Le choix même de la date du référendum laisse stupéfait. C’est l’hivernage. On exige des orpailleurs qu’ils cessent leurs activités pour aller cultiver. On demande aux cultivateurs d’ arrêter les travaux champêtres et de prendre des chemins embourbés pour aller voter, ne serait-ce qu’un seul jour. Qui a mesuré l’impact de cette seule journée sur la production agricole du pays, à part l’essence et les engrais que  l’on distribue actuellement aux paysans pour le « oui »  qui les privera de leurs voix pendant les 20 ans à venir, voire toute la vie ? On devrait aussi ajouter au nouveau projet de révision qu’une Autorité qui trompe ses citoyens illettrés devrait être poursuivable pour crime massif !

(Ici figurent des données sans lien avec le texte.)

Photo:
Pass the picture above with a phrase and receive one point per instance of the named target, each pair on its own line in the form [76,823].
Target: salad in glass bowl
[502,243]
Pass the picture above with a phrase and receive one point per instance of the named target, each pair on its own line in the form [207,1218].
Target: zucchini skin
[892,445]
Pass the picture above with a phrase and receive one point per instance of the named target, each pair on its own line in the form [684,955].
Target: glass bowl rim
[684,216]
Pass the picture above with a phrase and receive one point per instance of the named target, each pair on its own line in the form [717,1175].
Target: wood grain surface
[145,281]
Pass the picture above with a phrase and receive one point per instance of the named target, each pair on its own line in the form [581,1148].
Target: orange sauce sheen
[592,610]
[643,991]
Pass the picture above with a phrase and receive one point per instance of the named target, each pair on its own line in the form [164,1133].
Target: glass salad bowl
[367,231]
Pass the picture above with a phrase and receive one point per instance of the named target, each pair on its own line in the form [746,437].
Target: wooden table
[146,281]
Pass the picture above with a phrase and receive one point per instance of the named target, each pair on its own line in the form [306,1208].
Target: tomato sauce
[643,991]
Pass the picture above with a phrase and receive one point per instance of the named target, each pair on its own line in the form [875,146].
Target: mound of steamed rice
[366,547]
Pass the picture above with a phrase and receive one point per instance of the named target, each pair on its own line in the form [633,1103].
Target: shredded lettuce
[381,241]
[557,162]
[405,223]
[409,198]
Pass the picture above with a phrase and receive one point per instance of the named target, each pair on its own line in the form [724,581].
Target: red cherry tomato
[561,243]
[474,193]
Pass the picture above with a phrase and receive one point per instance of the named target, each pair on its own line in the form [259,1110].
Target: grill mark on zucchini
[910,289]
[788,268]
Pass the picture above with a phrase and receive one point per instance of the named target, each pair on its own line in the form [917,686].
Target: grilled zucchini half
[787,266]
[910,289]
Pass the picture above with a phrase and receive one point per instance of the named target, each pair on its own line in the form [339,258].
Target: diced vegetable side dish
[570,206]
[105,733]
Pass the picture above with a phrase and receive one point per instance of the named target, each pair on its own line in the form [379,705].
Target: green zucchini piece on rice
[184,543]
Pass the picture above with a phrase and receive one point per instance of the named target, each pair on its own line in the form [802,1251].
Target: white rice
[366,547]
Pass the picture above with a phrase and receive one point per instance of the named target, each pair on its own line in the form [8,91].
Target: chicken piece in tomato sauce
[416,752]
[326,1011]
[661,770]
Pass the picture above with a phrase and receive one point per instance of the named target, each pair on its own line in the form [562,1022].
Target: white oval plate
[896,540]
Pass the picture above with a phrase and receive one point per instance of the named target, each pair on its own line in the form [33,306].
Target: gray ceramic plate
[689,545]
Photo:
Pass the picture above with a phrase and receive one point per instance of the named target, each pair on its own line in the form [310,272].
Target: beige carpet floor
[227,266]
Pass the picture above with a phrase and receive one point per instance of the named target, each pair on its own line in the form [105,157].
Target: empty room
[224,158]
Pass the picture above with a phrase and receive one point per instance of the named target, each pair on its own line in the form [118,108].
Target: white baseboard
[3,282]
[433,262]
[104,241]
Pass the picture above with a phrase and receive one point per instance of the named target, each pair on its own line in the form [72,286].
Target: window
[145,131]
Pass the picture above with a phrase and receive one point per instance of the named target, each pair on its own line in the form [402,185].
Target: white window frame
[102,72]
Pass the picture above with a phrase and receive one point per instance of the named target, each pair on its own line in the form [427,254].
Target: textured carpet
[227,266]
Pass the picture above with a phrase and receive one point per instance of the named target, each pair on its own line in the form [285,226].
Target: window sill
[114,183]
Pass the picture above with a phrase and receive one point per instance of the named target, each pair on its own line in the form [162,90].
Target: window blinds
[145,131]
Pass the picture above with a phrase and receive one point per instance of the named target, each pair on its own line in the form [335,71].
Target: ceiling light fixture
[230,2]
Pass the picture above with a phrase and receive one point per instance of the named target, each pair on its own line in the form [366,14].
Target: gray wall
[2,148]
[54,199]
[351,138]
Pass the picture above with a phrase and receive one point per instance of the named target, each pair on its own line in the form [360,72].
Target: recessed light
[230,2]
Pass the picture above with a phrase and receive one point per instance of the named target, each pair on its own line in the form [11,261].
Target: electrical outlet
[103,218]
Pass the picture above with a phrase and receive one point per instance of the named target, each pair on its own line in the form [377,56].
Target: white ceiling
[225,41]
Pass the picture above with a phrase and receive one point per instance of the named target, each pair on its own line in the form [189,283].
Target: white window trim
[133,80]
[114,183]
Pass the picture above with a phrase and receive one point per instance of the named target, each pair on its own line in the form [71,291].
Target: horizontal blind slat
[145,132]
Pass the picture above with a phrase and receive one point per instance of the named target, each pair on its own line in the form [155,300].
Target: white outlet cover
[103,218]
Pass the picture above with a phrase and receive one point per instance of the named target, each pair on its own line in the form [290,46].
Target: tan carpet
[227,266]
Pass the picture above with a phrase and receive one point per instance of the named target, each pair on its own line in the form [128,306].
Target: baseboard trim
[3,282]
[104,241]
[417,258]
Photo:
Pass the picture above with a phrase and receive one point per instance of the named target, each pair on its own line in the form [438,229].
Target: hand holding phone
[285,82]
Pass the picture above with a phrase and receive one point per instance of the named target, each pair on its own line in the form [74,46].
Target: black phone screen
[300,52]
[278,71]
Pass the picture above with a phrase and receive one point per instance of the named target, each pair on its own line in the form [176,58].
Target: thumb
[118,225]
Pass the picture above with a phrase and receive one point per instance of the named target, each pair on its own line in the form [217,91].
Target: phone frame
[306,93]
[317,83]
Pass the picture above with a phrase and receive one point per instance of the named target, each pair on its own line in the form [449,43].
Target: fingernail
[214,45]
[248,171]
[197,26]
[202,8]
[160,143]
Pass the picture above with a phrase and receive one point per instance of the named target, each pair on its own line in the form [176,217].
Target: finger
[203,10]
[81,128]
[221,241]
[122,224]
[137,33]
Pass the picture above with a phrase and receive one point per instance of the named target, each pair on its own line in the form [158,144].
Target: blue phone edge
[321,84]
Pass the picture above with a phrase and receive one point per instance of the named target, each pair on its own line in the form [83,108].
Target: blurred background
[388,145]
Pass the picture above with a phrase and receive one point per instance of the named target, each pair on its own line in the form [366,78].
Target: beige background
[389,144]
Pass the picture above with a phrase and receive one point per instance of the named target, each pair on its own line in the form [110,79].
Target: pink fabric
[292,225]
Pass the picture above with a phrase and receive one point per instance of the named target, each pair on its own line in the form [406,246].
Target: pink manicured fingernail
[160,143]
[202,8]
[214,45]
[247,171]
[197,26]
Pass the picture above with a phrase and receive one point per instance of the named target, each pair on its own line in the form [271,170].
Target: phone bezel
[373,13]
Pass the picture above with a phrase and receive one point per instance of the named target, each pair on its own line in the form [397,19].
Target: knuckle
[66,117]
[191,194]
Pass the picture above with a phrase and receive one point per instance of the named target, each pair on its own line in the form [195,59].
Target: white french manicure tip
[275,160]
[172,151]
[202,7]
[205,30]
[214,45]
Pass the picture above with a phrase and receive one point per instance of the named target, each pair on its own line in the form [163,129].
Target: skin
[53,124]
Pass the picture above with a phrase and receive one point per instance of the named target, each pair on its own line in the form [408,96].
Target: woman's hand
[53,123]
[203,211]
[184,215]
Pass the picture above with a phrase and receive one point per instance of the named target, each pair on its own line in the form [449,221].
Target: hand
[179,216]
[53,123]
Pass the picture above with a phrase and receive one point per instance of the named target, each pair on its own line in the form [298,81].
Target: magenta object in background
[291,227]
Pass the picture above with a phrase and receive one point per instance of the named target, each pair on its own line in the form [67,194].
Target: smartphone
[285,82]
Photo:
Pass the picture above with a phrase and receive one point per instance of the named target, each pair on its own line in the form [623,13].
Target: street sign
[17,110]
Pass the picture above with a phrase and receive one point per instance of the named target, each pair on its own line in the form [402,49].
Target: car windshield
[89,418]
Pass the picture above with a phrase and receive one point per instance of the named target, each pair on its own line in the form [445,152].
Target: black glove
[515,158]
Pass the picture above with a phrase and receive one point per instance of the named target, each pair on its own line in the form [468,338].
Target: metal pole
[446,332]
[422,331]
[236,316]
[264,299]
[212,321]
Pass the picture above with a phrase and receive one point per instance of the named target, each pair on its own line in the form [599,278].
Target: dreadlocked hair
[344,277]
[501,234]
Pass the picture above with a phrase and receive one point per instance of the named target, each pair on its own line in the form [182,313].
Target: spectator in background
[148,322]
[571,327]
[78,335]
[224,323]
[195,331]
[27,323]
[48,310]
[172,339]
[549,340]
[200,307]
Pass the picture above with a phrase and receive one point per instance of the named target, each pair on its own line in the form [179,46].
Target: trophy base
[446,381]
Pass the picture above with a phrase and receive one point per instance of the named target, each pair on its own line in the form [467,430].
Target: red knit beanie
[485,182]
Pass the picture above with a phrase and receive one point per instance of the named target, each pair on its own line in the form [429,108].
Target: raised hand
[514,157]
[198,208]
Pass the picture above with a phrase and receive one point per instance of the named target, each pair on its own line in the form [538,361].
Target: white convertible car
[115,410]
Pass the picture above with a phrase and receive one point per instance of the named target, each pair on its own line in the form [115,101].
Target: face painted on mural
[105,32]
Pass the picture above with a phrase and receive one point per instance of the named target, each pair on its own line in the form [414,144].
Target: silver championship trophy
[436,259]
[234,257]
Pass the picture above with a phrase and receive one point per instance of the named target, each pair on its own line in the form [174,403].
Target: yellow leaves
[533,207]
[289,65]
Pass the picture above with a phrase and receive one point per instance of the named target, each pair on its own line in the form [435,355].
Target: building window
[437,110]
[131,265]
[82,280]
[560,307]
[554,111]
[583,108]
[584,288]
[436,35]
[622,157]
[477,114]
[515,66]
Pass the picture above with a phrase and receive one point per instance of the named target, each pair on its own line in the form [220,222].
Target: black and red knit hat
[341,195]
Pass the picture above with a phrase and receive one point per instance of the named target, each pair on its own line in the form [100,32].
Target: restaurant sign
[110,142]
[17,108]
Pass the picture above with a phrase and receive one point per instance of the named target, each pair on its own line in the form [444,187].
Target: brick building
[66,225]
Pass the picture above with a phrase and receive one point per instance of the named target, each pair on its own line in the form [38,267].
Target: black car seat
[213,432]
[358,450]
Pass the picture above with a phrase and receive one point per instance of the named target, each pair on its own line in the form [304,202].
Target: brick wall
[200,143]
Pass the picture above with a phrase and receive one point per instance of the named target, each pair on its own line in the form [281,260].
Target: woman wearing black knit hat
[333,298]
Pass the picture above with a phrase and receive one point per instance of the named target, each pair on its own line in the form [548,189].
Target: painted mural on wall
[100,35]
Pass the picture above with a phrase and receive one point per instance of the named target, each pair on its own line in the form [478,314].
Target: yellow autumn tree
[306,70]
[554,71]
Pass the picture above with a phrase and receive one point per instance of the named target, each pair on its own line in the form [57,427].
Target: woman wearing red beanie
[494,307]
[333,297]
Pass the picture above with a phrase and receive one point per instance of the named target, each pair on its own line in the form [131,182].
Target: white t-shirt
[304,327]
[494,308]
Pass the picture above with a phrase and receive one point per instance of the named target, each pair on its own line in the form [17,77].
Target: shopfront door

On ne résoud pas une crise en provoquant une autre. La sortie d’une éventuelle crise reste dans le report  pur et simple du référendum et du renvoi du texte à un nouvel examen par des juristes maliens, par la société civile à tous les niveaux, par des débats intensifs,  et non par des « experts » étrangers, en tenant compte  des humeurs sociales et des intérêts vitaux du pays.  IBK est un Président aux mains liées, il faut le dire. Par son entêtement à vouloir satisfaire  de  façon précipitée les caprices de ses maîtres  extérieurs,  de la CMA et de ses amis religieux, il risque de plonger le pays dans des tensions inutiles qui affaibliront davantage son régime.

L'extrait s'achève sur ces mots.